Unlike the vast majority of MMR-vaccinated children, Eric had a serious reaction to the vaccine, his parents say. The Gallups are not alone in their belief that the MMR vaccine led to their child’s autism. In both the United States and the United Kingdom, parents are pushing for research into a possible link between autism and childhood vaccination.
Autism, a developmental disability, is characterized by problems in social interaction and communication and by the need for sameness or repetition in behavior. It is usually identified in toddlers and is diagnosed more frequently in boys than in girls, according to the Centers for Disease Control and Prevention (CDC).
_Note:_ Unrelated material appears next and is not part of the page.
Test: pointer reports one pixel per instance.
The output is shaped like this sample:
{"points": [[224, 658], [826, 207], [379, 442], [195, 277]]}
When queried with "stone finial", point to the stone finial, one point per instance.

The cause of autism remains a mystery, with most scientists believing that it may be due to a combination of genetic and environmental factors.
Barbara Loe Fisher, the parent of an autistic child and co-founder and president of the National Vaccine Information Center, believes that some cases of what she terms the “regressive” form of autism may be linked to the MMR vaccine. She says regressive autism is characterized by a sudden developmental downturn in a child who had previously been developing normally. The National Vaccine Information Center is a nonprofit educational organization in Vienna, Virginia, established by parents whose children were injured or died following vaccination.
Fisher’s belief is based on the research of Paul Shattock, OBE, a biochemist-pharmacist who is founder of the Autism Research Unit at the University of Sunderland, England, and is also a parent of an autistic child. It is also based on the research of a few other scientists who believe there may be a correlation between autism and MMR vaccination.